Zaległości czytelników szczecińskiej biblioteki publicznej sięgają nawet 10 lat wstecz. Przez ten czas 5 tys. osób uzbierało w sumie 3 mln zł kary. - Są to osoby, które do tej pory nie zwróciły wypożyczonych książek lub, mimo że książki zwróciły, to w ciągu tych 10 lat nie rozliczyły się z nami z kar za ich przetrzymywanie - wyjaśnia dyrektor MBP, Krzysztof Marcinowski. - To nasi tzw. stali dłużnicy, którzy nigdy nie zareagowali na wysyłane do nich upomnienia.
Książki z biblioteki publicznej można wypożyczyć na miesiąc. Po tym terminie czytelnik otrzymuje upomnienia: jedno zwykłym listem, drugie poleconym. Za każdy dzień zwłoki naliczana jest kara w wysokości 20 gr. - Gdy ktoś poda adres mailowy, to system komputerowy wysyła mu informację o zbliżającym się terminie zwrotu - wyjaśnia Marcinowski.

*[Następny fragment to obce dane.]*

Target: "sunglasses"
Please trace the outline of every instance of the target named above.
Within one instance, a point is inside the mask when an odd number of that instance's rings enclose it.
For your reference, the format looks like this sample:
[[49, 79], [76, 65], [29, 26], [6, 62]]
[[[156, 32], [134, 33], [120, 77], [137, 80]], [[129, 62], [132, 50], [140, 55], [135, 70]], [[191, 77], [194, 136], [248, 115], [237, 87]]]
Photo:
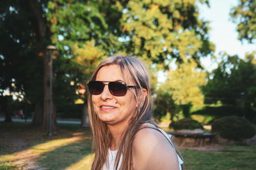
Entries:
[[[105, 82], [108, 84], [104, 83]], [[103, 92], [105, 85], [108, 85], [110, 93], [115, 96], [124, 96], [127, 92], [127, 88], [137, 87], [134, 85], [127, 85], [125, 83], [122, 81], [90, 81], [87, 85], [90, 93], [92, 95], [100, 94]]]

Część czytelników tymi upomnieniami się nie przejmuje. MBP próbowała dochodzić swego przed sądem. Było to mało skuteczne. - Sąd przyznawał nam rację, ale proces egzekwowania długów przeciągał się - opowiada dyrektor. Postanowił więc skorzystać z usług windykatorów - tak jak wiele innych polskich bibliotek publicznych zmagających się z nieuczciwymi czytelnikami.